In response, Nikol Pashinyan, Armenia’s leader, said that he was going to intensify negotiations with Iran over increasing gas imports.
“The issue of Iranian gas deliveries is always on the agenda. We will keep discussing this matter until we find a practical and advantageous solution,” Russian news agencies quoted Mr Pashinyan as saying.
He had been in Moscow on Dec. 27 to try to negotiate down the gas price rise, so the Russian statement that it was intent on increasing prices will come be seen as a personal sleight.
Gazprom said that from Jan. 1 2019, Armenia would pay $165 per 1,000 cubic metres of gas, up from $150.
Since taking over as Armenia’s PM after a peaceful revolution in April and May 2018, Mr Pashinyan has had a strained relationship with Russia and Russian President Vladimir Putin. He has been a frequent visitor to the Kremlin, has pushed for greater integration with Russia and has also sent a handful of de-miners and doctors to support Russia’s reconstruction efforts in Syria.

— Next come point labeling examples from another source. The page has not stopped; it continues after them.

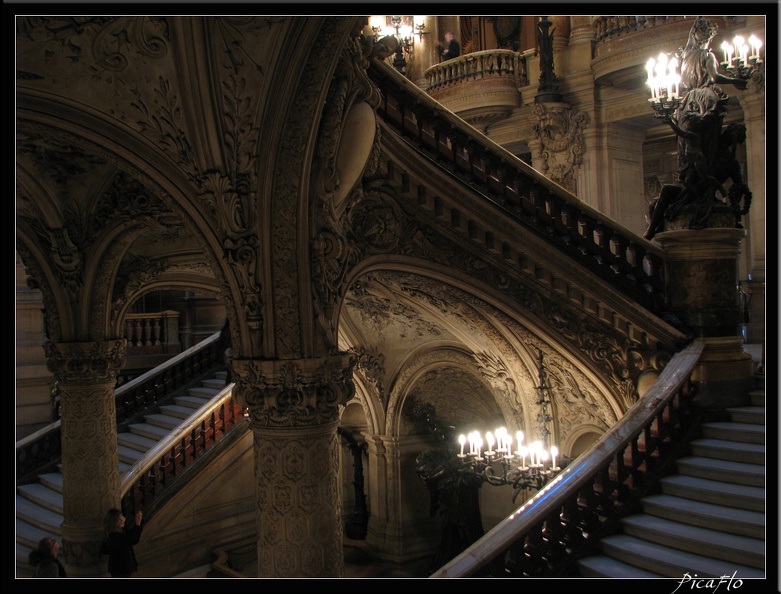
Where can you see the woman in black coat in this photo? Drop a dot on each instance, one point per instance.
(119, 541)
(44, 559)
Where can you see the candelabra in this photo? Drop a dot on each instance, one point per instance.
(403, 35)
(503, 466)
(740, 60)
(665, 81)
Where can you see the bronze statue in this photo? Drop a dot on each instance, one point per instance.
(706, 157)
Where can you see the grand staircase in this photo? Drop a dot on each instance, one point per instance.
(709, 519)
(39, 507)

But his natural inclination is to lean to the West and his supporters are even more pro-Western. Last year, police in Armenia arrested several former senior pro-Russia Armenian government officials, including former President Robert Kocharyan and the head of the Russia-led Collective Security Treaty Organisation, Yuri Khachaturov, and charged them with abuse of power over the shooting dead of anti-government protesters in 2008.
Russia’s foreign minister Sergei Lavrov has said that the charges against the former senior Armenian officials are politically motivated.